The new shirts are cool as hell though. I wouldn't pay that much for a t-shirt. I only payed about $30 for an Armani Exchange t-shirt once and it was made in the USA and the best quality t-shirt I've ever owned.


----------



## ambitious (Oct 29, 2007)

I have to agree, those Affliction t-shirts look horrible! I stick with Ed Hardey and so does my wife we love ED i even have the whole collection of shoes he designed. He He He


----------



## Aggression (Oct 4, 2007)

I am the exact opposite, I think Ed Hardy, stuff is ugly as hell and think the Affliction stuff is cool. Every one has they're own taste and that's why it's had to predict what will sell.


----------



## frankiko (Jun 13, 2008)

yikesssss... what occasion can i wear those shirts?.... i can only think of halloween party (maybe)..  (sorry, but i think there's just too much reference to "death" on it)......but, yeah, how they print this stuff interests me.


----------



## kylerogers (Jul 30, 2008)

frankiko said:


> yikesssss... what occasion can i wear those shirts?.... i can only think of halloween party (maybe)..  (sorry, but i think there's just too much reference to "death" on it)......but, yeah, how they print this stuff interests me.


I go to bars to watch the UFC fights on Saturday and people do in fact wear them to the fights.


----------



## mtmob (Apr 21, 2007)

I think Affliction and Ed hardy Suck....lol Honestly im really tired of that all over print its gotta die out soon...lol I hope it does atleast..oh yeah and all thta tattoo art has to go already i think everyon is copying everyone and its getting really hard to find something original. I mean dont get me wrong I liked the all over print when it came out what about 2 yrs ago...but damn now i se it everywhere and its like the designers are putting no thought into there designs...sometimes i see some of the dumbest stuff on shirt and just cuz they printed it all over ppl go crazy and buy it.

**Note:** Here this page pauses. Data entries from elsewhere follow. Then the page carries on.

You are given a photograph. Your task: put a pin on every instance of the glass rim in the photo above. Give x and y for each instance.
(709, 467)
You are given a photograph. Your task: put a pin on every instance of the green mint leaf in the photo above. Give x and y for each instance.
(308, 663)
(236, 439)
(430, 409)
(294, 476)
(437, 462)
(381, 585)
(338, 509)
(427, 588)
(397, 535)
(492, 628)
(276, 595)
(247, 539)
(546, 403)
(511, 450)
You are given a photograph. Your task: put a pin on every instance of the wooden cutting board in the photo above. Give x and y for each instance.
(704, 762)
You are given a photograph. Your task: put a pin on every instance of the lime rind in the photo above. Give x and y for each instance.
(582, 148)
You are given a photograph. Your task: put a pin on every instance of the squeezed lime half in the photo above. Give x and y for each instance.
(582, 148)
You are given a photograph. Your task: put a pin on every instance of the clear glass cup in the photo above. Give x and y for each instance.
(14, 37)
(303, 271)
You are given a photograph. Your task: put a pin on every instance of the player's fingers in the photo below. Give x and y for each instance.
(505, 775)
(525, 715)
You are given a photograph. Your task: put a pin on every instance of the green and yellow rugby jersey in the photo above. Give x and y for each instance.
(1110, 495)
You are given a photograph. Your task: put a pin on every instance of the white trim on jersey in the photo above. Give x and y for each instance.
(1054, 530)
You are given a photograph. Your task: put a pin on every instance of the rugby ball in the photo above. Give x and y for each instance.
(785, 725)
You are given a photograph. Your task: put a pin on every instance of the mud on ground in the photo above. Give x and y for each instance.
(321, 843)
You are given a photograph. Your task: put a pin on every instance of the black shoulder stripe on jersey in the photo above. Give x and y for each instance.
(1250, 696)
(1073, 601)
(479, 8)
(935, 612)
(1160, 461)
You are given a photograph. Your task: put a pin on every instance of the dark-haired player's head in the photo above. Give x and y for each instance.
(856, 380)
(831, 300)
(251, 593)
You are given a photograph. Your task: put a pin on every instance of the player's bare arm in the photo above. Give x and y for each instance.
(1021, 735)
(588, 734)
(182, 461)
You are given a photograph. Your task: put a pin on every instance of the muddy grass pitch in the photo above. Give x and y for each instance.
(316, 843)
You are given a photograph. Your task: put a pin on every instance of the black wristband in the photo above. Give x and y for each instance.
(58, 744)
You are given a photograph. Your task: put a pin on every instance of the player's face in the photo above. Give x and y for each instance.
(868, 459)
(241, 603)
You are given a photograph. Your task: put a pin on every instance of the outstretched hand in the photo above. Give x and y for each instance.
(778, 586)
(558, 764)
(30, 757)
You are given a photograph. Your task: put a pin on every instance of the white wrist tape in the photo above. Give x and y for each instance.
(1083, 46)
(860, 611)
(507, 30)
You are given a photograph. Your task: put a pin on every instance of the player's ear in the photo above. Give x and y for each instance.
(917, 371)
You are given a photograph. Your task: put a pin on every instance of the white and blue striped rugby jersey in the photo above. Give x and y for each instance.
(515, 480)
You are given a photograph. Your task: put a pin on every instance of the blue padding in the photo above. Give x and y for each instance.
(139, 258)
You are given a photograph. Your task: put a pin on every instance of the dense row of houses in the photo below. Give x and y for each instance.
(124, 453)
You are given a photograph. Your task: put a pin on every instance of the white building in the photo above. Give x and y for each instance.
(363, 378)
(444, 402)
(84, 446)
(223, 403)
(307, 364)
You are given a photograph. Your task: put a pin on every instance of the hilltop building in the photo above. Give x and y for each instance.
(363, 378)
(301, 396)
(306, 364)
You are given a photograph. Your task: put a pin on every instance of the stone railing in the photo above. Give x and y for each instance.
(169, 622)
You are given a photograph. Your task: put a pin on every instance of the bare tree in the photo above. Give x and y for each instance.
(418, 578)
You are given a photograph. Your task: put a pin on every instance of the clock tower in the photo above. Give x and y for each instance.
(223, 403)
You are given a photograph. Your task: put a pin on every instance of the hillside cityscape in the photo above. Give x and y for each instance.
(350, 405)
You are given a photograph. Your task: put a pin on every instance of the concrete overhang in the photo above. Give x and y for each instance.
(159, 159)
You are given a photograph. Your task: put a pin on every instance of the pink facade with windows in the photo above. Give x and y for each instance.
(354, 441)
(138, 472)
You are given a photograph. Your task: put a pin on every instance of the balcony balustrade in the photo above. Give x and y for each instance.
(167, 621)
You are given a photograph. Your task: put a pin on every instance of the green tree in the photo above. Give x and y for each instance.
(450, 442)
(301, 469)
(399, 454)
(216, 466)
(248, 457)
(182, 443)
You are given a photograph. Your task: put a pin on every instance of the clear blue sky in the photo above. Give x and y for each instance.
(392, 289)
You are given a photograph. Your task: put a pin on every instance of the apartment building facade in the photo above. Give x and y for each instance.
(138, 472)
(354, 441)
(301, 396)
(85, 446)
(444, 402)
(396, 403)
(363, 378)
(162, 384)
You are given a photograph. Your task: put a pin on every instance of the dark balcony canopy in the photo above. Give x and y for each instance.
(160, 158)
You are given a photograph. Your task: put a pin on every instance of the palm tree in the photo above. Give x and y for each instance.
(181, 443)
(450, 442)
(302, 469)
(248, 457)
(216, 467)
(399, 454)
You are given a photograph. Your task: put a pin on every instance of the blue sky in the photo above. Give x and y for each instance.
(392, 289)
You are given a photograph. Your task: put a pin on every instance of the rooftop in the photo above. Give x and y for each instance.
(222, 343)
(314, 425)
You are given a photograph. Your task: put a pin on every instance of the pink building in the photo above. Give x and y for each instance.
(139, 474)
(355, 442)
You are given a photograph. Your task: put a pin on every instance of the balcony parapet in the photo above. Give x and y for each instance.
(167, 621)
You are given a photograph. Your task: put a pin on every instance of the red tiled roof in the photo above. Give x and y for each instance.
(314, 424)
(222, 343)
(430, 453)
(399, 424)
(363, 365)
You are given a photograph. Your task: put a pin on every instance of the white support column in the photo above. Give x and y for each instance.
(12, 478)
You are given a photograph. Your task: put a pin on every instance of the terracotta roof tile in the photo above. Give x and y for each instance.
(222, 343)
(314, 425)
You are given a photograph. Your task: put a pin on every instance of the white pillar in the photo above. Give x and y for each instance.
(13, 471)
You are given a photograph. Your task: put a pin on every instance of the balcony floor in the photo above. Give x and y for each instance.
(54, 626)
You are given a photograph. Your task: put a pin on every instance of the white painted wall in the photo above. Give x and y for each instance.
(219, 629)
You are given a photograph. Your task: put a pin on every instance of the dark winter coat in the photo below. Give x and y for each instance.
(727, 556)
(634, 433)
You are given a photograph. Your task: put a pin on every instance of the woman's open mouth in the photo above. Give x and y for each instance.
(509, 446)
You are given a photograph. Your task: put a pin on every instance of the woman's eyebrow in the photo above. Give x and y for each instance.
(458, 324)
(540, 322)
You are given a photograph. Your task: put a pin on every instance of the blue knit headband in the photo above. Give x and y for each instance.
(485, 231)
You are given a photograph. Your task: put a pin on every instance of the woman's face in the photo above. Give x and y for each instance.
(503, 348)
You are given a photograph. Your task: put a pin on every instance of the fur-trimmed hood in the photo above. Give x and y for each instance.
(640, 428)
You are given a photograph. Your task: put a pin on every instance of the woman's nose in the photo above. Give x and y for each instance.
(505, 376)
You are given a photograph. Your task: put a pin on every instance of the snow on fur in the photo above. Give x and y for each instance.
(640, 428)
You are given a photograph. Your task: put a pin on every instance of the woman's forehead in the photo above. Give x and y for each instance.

Im just hoping for a new style not trying to bash anyone...


----------



## jmlampert23 (Nov 7, 2008)

i love the affliction line. it is great stuff.


----------



## pshawny (Feb 27, 2008)

Any business that can thrive like that gets some of my respect. But I'd still rather people buy my fight gear


----------



## sid (Oct 6, 2007)

I think these shirts have more shock value than art appeal. The new Ed Hardy and Affliction shirts say "super size me". I notice most people say "How did they do that" than Wow what great art". In the art world more is not better, good art is better. I prefer to see some canvas (Tee shirt) so it won't look like it was made from printed fabric and then constructed into a shirt. Otherwise what are they doing differently that any clothing designer who uses pre printed fabrics does.


----------